«Dove eravamo rimasti?»: l’indifferenza sul mito di Enzo Tortora

Quarantuno anni fa andava in onda la mitica trasmissione di Enzo Tortora 'Portobello'. Lo specchio di un Paese che sa fare bene la caccia alle streghe. Soprattutto quando può mettere al rogo l'uomo di successo. Giustificando così la propria invidia. Ed i propri insuccessi.

Lucio Marziale

Idee Controcorrente

Stasera riparte Portobello, la storica trasmissione ideata nel 1977 da Enzo Tortora.

Una trasmissione rivoluzionaria, con il pubblico che interagiva in diretta con gli “inventori”, di cui l’Italia si scoprì piena.

Una trasmissione che ne conteneva almeno altre due: fu un primo abbozzo di Chi l’ha Visto?, ma anche di Fiori d’Arancio, per persone sole che sole non volevano più stare.

Arrivò ad avere ascolti di 28 milioni di italiani: più o meno la metà del Paese era sintonizzata tutta assieme sul pappagallo più famoso di tutti i tempi.

Un successo popolare senza precedenti, con spettatori ovunque: anche nelle patrie galere.

Proprio da un carcere, il detenuto Giovanni Pandico inviò dei centrini da vendere in trasmissione; i centrini andarono smarriti, Pandico se la prese con Tortora, uomo da 28 milioni di ascolti a settimana.

E, da “pentito”, lo accusò di essere un affiliato alla camorra, spacciatore di grandi quantità di cocaina nel mondo dello spettacolo. Altri detenuti “pentiti” si accodarono alle accuse, e in cambio uscirono dal carcere per essere ospitati in più confortevoli strutture penitenziarie.

La intellighenzia di sinistra, intanto, detestava Portobello: troppo buonista la trasmissione e troppo mieloso e antipatico quel conduttore, un vecchio signore liberale, Enzo Tortora, mai legatosi al carro vincente della sinistra comunista padrona della RAI.

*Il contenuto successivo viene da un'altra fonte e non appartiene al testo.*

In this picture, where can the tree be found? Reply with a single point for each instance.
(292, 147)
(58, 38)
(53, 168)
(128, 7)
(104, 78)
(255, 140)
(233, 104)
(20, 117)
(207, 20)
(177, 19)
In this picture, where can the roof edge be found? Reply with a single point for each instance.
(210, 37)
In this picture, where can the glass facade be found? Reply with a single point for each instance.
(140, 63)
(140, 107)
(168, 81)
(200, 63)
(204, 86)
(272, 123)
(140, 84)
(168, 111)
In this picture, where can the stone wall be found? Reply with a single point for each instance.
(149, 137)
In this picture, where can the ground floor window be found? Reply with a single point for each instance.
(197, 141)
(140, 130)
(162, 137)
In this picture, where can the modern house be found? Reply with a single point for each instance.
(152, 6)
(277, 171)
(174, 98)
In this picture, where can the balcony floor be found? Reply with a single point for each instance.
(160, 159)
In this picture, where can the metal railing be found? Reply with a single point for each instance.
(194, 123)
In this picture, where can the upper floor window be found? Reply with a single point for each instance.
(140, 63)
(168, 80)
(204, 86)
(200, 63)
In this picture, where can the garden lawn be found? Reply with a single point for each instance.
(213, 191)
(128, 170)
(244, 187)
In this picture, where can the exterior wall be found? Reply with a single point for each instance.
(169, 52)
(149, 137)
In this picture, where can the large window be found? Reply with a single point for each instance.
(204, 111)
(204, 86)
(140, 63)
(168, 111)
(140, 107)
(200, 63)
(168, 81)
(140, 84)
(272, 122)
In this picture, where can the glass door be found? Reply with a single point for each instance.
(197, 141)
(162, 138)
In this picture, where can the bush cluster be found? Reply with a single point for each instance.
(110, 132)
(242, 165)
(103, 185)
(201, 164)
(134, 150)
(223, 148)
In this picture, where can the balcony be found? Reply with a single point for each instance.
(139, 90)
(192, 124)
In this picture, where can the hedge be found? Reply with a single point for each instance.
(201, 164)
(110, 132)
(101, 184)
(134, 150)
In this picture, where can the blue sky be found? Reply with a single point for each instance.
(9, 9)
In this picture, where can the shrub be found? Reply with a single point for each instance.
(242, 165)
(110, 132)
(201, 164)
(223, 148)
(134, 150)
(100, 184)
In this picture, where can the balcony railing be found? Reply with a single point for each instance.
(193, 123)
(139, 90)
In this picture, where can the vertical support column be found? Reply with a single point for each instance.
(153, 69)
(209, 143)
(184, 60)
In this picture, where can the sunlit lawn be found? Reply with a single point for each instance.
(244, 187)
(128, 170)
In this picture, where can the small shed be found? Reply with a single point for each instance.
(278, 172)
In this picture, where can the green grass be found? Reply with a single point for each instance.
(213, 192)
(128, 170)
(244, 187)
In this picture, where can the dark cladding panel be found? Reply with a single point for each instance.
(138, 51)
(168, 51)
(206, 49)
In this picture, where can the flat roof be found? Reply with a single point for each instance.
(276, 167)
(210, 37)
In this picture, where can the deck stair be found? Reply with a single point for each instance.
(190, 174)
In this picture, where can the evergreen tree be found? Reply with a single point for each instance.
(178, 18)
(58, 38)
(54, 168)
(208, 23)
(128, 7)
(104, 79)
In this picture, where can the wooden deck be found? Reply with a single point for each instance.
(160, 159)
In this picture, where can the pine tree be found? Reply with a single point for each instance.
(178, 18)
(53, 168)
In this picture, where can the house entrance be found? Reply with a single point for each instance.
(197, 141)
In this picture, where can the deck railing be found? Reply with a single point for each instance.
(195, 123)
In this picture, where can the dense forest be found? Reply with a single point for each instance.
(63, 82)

Nacque il “Caso Tortora”, con la stampa progressista dell’epoca, in testa Corriere della Sera e La Repubblica -e naturalmente L’Unità– a dare addosso al presentatore “antipatico”, e che era giusto ritenere colpevole solo per questo fatto, solo per quella sua trasmissione “Portobello”, così popolare, anzi, così “populista”.

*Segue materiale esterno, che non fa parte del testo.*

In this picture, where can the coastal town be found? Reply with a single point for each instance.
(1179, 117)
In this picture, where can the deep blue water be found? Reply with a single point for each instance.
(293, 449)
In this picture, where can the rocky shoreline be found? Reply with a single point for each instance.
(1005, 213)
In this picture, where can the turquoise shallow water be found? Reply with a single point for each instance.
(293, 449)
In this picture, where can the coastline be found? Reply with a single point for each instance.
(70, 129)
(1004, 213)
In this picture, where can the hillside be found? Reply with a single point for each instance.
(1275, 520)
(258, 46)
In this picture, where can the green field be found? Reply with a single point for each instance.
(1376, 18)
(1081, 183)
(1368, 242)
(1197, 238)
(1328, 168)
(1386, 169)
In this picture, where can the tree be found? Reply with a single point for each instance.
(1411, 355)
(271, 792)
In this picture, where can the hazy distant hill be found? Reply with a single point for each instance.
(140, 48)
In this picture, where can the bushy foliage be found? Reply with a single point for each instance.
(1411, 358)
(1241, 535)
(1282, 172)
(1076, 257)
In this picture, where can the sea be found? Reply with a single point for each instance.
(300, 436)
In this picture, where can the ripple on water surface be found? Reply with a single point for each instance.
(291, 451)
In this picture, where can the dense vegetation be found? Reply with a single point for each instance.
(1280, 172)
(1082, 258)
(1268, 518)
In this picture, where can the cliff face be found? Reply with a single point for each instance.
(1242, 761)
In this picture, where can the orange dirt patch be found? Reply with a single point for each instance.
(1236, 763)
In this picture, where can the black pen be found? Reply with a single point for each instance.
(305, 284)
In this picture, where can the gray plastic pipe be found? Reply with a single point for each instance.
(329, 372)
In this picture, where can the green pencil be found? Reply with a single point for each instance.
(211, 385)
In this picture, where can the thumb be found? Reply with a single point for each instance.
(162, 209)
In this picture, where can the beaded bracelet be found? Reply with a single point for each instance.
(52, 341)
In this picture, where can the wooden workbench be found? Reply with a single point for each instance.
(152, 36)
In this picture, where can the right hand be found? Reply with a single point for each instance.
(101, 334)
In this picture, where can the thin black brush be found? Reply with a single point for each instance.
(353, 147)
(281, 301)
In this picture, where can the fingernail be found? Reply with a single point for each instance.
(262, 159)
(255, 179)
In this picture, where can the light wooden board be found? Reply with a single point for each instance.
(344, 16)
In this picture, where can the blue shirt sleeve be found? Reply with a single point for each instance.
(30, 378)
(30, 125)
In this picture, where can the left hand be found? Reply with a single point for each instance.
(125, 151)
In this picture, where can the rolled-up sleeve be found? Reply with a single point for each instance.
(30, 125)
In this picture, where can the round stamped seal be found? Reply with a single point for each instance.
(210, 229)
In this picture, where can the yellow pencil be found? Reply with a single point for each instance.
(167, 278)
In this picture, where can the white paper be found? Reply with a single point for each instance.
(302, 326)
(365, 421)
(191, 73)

Solo mesi dopo, il 24 giugno 1983, arrivarono Enzo Biagi, con un suo memorabile fondo su Repubblica: “E se Tortora fosse innocente?”; e soprattutto Marco Pannella, che lo elesse nel 1984 al Parlamento Europeo, da dove Tortora si dimise – con il voto contrario del deputato Otto d’Asburgo – per tornare agli arresti in Italia, fino alla sua trionfale assoluzione, dopo quattro anni dall’arresto.

Alcuni di quelli che ne sostennero in aula l’accusa e ne ottennero la condanna, vennero promossi e mandati nel palazzo di Giustizia di Cassino. Non se ne pentirono mai: dissero di avere agito secondo coscienza.

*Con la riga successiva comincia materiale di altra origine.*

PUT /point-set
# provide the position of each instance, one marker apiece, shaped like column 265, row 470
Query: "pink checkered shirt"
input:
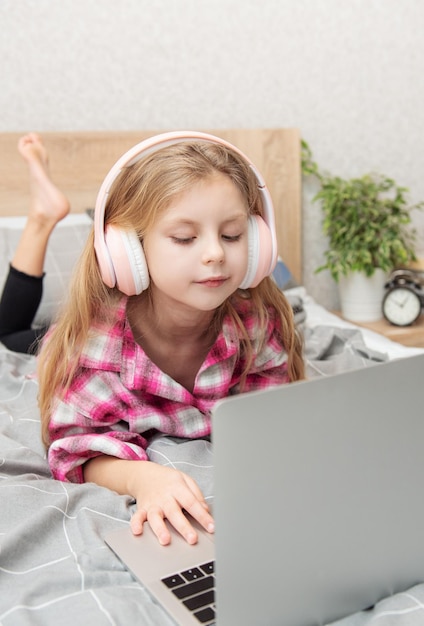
column 120, row 398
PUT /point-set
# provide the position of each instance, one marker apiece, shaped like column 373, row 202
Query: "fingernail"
column 191, row 538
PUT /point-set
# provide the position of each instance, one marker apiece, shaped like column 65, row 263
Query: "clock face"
column 401, row 306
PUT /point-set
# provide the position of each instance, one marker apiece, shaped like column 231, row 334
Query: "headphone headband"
column 145, row 148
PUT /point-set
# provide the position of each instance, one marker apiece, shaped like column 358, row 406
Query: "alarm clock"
column 404, row 298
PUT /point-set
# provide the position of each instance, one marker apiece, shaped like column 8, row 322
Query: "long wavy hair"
column 139, row 196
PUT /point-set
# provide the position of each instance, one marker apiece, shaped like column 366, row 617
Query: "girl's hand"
column 162, row 493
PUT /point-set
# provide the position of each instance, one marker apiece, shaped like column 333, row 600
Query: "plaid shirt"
column 120, row 398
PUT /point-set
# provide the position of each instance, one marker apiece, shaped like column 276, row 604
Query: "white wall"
column 348, row 73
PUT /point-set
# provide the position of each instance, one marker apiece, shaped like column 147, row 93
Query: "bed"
column 54, row 564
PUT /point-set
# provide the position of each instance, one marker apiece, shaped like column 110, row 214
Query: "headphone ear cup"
column 128, row 260
column 260, row 252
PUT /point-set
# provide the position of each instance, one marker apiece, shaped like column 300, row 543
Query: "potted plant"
column 367, row 221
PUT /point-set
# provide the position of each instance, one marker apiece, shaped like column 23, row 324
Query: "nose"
column 213, row 251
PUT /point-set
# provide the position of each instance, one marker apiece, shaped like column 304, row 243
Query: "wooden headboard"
column 79, row 162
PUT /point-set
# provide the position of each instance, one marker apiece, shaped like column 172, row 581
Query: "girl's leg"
column 23, row 288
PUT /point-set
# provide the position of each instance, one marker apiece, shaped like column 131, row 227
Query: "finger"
column 182, row 525
column 156, row 519
column 137, row 521
column 193, row 502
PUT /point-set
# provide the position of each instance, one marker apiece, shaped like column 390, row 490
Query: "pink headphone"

Tortora, vittima anche di quella coscienza, volle tornare a presentare “Portobello”, riprendendo il famoso incipit: “Dove eravamo rimasti?

Volle tornare nella trasmissione che lo aveva portato tanto in alto da farlo cadere tanto pesantemente, a salutare i “suoi” 28 milioni.

Ma sette mesi di carcere e quattro anni di gogna giudiziaria, gli avevano minato il corpo, conducendolo in breve tempo alla morte.

Ai suoi funerali, ai funerali dell’uomo da 28 milioni di ascolti, dei grandi nomi dello spettacolo erano presenti solo Mike Bongiorno e Jocelyn.